Environmentalists Question Whether Plastic Can Help Combat Rising Temperatures
Plastic-based cooling films are gaining traction as a heat solution, but critics warn that the most effective materials are "forever chemicals" that can't biodegrade.

As heat waves battered power grids across North America, Europe, and the Middle East during the summer of 2025, a growing field of materials science has been pitching plastic as part of the answer to rising global temperatures. Researchers developing radiative cooling technologies, which scatter sunlight and emit heat into space, have turned increasingly to polymer films and fluoropolymer-based coatings. Environmentalists, however, are raising pointed questions about whether fighting one crisis with a material central to another makes any sense at all.

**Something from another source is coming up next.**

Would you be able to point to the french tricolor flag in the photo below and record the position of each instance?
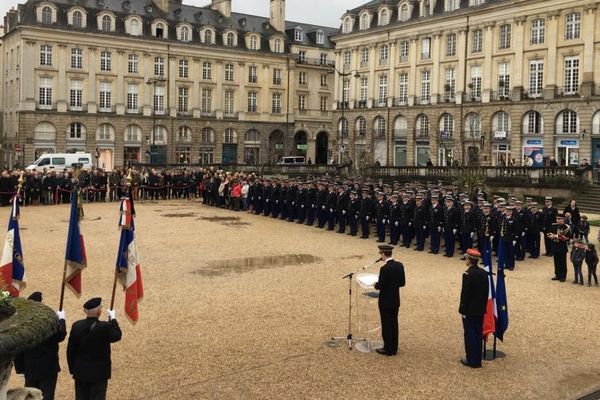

Scientists predict 2026 is likely to become the fourth year on record where global temperatures hit 1.4°C above preindustrial levels, edging dangerously close to the 1.5°C limit outlined in the Paris Agreement. That urgency has accelerated interest in passive daytime radiative cooling, a technology that uses specially engineered materials to deflect solar radiation and beam thermal energy out through the atmosphere and into space, reducing surface temperatures without additional energy consumption. Companies like SkyCool Systems have developed photonic films applied to panels that deflect heat at infrared wavelengths.
The core environmental objection centers on what those films are made of. The cheapest and toughest materials used in radiative cooling tend to rely on Teflon and other fluoropolymers, "forever chemicals" that do not biodegrade, posing an environmental risk. Researcher Aaswath Raman, whose work has been central to advancing the field, has acknowledged the dilemma directly, noting that fluoropolymers are "the best class of products that tend to survive outdoors" while questioning whether large-scale deployment can proceed without them and still remain affordable.
The concern is not just about the cooling materials themselves. Plastics are threatening the ability of the global community to keep global temperature rise below 1.5°C, as greenhouse gases are emitted throughout the plastic life cycle, from extraction and refining to manufacture and disposal. A 2024 report from the Lawrence Berkeley National Laboratory estimated that plastic production creates about 5 percent of all greenhouse gas emissions, more than all shipping or the entire airline industry combined.
Compounding the problem, plastic pollution is not a passive bystander to warming; it actively makes warming worse. New research suggests microplastics are disrupting the marine life that helps oceans absorb carbon dioxide, while also releasing greenhouse gases as they break down, undermining one of Earth's most powerful climate defenses. A recent study found that microplastic-induced mortality in fish quadrupled with a rise in water temperature.
A 2025 UN report estimates that annual plastic production now exceeds 400 million tonnes, half of which is designed for single use. Against that backdrop, deploying yet more plastic-based materials at scale, even materials designed to lower temperatures, strikes many environmentalists as compounding the root causes of the crisis they are meant to address.
The debate reflects a broader tension in climate solutions: the pressure to act fast on symptoms can conflict with the slower work of addressing causes. Fluoropolymers may scatter sunlight effectively, but their persistence in ecosystems and the emissions embedded in their production mean that any accounting of their climate benefit must also weigh a significant environmental cost. As radiative cooling moves from laboratory to rooftop, that accounting is becoming harder to avoid.